There is a great programme on Spanish TV about expats from all over the world living in Spain, called Destino España. It features a different city or region every week.

I´ve just discovered that all the programmes are archived online! So if you want to know more about what a place is like for a foreigner to live in, check it out:

Programas Destino: España - Web oficial - RTVE.es


----------



## Caz.I (Mar 21, 2009)

Alcalaina said:


> There is a great programme on Spanish TV about expats from all over the world living in Spain, called Destino España. It features a different city or region every week.
> 
> I´ve just discovered that all the programmes are archived online! So if you want to know more about what a place is like for a foreigner to live in, check it out:
> 
> Programas Destino: España - Web oficial - RTVE.es


Yes, it is a great programme. The other one, which is a similar idea, is Espanoles en el mundo, which can be found on the same link. If you're interested in moving to a different country, or even just curious about certain places, you can get a little bit more insight into what the culture is like.


----------



## jimenato (Nov 21, 2009)

Alcalaina said:


> There is a great programme on Spanish TV about expats from all over the world living in Spain, called Destino España. It features a different city or region every week.
> 
> I´ve just discovered that all the programmes are archived online! So if you want to know more about what a place is like for a foreigner to live in, check it out:
> 
> Programas Destino: España - Web oficial - RTVE.es


I can see a neighbour on there but when I press 'Ver Video' nothing happens:noidea:


----------



## macdonner (Oct 24, 2010)

Thanks for these, was great to get an insight into Murcia - didn't understand all of what was said but picked up a little which is encouraging lol!


----------



## Penni (Jun 3, 2011)

Hi, I've been lurking on the forum for a few months now as my husband and I are trying to figure out the perfect destination for our future adventures. Thank you all for sharing your thoughts and experiences with us expat wannabees! 
The above-mentioned 'Destino España' would seem like a perfect source of information for us, but our Spanish skills are still at the very basics. Would any of you happen to know if the programme is available with English subtitles somewhere in the internet?
Thanks a lot in advance!
--Penni


----------



## Alcalaina (Aug 6, 2010)

Penni said:


> Hi, I've been lurking on the forum for a few months now as my husband and I are trying to figure out the perfect destination for our future adventures.
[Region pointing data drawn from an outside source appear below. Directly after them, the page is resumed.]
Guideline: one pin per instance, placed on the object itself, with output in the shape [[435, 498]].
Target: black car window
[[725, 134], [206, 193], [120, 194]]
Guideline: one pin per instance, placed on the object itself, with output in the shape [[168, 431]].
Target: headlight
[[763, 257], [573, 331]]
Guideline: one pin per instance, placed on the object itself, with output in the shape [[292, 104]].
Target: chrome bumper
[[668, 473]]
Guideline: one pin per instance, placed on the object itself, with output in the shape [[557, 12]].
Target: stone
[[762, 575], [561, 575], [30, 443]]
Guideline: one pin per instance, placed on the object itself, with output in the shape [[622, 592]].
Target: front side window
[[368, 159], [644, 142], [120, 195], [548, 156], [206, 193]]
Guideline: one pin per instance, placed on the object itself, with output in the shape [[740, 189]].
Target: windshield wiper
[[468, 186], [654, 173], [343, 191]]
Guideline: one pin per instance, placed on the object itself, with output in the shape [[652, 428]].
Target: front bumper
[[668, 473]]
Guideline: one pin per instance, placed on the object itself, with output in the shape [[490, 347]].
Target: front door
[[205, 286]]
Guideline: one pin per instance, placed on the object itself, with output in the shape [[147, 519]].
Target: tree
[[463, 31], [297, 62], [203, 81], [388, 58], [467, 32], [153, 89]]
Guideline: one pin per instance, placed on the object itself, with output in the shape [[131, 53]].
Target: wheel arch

Thank you all for sharing your thoughts and experiences with us expat wannabees!
> The above-mentioned 'Destino España' would seem like a perfect source of information for us, but our Spanish skills are still at the very basics. Would any of you happen to know if the programme is available with English subtitles somewhere in the internet?
> Thanks a lot in advance!
> --Penni


No English subtitles I'm afraid - it isn't shown outside Spain, as far as I know.


----------



## thrax (Nov 13, 2008)

This should be in sticky pile imo


----------



## Pesky Wesky (May 10, 2009)

thrax said:


> This should be in sticky pile imo


How about opening a thread on recommended videos of places in Spain?


----------